Orestes Brownson, a Catholic theologian, says it well:

“Herein is the distinction between an association and an organism. In the association, the body has no life but the aggregate life of the members, and therefore, none but what they impart to it; in the organism, it is precisely the reverse, the life of the members is in the body, and they have none but what they receive from it, through their intimate union with it…But now is the Church of Christ, not an association, but a body, an organism, and therefore, does not receive its life from its members, but imparts in them their life; and they can live only in their intimate union with it…In declaring the Church to be the body of Christ, we necessarily declare that Christ is the life of the Church.”

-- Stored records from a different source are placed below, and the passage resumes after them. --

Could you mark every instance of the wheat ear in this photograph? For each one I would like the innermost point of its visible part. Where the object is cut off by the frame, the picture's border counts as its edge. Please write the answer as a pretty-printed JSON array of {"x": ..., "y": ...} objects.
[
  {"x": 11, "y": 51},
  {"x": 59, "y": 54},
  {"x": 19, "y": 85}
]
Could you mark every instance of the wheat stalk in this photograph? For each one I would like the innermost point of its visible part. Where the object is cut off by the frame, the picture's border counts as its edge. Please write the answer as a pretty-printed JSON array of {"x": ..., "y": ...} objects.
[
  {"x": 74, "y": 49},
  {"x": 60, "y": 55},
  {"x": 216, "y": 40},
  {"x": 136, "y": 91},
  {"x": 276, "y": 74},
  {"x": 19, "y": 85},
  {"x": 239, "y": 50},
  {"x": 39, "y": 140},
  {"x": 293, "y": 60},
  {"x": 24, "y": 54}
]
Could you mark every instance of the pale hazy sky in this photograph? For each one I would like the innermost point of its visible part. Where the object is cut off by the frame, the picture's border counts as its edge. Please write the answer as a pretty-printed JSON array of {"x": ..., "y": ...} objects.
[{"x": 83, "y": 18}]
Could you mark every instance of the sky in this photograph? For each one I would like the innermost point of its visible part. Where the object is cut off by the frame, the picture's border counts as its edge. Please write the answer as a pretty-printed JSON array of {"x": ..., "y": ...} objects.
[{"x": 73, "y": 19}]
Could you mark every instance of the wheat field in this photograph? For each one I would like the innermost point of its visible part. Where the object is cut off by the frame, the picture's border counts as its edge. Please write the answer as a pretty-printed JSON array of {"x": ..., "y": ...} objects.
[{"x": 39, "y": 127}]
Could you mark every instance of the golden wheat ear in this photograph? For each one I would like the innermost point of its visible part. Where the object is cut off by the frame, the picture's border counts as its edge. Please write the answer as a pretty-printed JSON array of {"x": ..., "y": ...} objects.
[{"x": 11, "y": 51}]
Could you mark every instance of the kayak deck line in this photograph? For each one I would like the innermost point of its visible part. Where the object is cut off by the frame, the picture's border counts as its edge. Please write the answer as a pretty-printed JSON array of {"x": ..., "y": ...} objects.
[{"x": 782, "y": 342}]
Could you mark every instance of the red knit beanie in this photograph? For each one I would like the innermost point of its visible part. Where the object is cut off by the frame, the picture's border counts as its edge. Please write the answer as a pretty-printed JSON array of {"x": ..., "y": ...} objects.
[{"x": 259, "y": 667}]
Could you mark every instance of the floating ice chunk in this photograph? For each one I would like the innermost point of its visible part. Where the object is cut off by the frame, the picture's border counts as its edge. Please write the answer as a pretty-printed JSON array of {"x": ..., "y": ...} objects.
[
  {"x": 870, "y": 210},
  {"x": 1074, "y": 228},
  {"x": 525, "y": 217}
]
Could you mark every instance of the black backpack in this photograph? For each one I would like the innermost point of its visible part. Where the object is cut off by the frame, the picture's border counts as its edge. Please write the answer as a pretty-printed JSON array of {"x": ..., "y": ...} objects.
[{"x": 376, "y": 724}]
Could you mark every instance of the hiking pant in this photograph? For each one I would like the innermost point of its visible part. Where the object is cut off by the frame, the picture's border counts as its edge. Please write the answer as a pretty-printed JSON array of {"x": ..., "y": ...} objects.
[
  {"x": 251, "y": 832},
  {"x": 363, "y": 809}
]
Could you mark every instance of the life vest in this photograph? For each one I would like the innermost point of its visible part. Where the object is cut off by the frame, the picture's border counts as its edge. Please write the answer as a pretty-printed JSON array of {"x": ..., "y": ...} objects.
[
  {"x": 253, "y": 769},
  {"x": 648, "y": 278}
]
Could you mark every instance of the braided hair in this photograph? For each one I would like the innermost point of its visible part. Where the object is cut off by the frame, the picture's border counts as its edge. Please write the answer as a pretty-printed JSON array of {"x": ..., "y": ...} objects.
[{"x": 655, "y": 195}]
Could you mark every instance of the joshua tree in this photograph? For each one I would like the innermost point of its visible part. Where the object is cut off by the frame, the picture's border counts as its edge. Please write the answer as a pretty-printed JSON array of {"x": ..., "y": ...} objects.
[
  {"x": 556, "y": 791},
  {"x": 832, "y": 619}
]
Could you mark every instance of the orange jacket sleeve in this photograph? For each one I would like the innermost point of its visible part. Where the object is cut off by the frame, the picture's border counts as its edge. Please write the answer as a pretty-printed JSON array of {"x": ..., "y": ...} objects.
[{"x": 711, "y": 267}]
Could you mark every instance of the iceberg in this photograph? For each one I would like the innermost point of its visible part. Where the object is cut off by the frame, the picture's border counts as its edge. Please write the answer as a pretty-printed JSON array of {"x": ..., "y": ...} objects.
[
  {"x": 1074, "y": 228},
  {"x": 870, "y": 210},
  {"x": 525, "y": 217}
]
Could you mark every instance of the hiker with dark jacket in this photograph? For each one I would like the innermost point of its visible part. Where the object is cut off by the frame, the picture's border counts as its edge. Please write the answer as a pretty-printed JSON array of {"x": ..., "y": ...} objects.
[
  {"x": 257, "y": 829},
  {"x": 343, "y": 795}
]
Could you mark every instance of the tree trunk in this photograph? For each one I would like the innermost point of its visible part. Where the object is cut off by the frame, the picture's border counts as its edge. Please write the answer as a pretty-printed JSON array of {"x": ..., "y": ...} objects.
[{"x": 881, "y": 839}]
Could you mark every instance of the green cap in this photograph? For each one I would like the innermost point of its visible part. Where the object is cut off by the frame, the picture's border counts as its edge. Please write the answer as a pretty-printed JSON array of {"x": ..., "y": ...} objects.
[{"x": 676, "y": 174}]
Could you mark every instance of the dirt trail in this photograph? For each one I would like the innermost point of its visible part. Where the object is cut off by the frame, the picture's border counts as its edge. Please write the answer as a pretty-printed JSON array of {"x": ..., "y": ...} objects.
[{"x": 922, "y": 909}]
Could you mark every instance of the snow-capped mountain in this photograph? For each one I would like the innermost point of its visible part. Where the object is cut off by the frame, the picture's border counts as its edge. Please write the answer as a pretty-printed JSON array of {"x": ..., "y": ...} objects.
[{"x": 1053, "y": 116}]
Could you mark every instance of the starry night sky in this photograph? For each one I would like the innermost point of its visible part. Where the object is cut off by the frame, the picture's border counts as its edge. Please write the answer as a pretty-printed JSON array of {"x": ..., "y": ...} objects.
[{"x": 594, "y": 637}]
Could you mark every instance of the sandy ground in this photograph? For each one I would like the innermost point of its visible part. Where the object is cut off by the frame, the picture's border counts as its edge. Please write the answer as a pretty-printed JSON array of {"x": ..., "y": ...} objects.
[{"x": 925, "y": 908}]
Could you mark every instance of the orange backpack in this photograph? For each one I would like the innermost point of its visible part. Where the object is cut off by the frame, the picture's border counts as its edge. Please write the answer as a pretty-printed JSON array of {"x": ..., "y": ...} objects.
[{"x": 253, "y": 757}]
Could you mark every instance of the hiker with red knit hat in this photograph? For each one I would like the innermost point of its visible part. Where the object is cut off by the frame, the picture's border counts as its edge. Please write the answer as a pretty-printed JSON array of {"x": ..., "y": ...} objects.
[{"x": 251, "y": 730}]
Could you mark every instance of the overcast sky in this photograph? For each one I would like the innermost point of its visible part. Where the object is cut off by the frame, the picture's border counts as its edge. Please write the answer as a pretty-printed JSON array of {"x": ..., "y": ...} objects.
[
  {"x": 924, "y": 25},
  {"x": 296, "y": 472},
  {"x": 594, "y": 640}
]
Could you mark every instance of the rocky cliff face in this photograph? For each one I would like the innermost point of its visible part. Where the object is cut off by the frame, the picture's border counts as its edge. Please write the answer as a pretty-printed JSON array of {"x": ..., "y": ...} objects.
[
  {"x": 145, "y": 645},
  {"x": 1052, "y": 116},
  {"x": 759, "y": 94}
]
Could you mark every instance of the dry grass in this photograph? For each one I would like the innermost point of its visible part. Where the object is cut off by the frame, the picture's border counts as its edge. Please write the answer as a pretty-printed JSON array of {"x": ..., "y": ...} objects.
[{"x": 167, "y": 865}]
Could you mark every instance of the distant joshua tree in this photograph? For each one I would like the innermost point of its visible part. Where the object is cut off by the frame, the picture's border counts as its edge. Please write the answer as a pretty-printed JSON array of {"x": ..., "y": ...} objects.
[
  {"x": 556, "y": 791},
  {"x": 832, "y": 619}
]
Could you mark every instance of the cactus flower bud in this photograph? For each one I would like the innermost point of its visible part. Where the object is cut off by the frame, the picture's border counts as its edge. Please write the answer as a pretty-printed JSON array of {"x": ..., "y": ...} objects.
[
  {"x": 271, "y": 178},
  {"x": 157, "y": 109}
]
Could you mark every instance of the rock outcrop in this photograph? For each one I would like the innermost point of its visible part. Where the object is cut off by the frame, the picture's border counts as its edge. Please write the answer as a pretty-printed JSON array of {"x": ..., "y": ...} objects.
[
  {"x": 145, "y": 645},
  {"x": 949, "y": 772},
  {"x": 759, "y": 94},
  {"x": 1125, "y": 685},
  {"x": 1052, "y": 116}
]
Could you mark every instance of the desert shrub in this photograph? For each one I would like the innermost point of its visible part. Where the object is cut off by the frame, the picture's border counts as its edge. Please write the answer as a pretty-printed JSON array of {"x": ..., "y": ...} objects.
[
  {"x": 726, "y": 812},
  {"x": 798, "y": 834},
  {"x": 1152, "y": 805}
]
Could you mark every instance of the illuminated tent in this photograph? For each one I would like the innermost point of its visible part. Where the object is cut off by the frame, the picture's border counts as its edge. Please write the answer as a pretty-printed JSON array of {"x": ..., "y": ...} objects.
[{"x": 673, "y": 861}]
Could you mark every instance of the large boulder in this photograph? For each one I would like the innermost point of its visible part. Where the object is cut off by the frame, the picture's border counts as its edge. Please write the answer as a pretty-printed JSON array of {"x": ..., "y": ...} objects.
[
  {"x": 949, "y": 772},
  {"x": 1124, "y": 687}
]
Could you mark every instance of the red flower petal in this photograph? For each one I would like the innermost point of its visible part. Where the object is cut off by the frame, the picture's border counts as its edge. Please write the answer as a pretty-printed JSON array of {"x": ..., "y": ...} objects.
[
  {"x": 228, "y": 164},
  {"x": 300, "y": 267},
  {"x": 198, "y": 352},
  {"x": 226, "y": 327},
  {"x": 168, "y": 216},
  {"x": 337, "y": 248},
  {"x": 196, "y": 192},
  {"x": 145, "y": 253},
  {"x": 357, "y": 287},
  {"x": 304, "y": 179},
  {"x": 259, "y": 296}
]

3. Viewing itself as God’s missional people implementing Christ’s victory of the restoration of creation rather than a place where people come to consume religious goods and services, a missional church will function as a “sign” (a prophetic pointer to), “foretaste” (a present experience of), and “instrument” (practitioner of) God’s kingdom work in the world. This means that the missional church, as the prototype of the kind of life God intends and is saving his creation for, is God’s mission. It does not have a mission, as if mission was something different and separable from what the church is, some piece or part of the larger work of the church. The restoration of creation, under the lordship and empowerment of the triune God is “the” thing, the “only” thing for which the church exists and to which it is to bend all its energies and efforts.

We have a “missing” Church; we (along with God and the world!) need a “missional” Church. Enough said!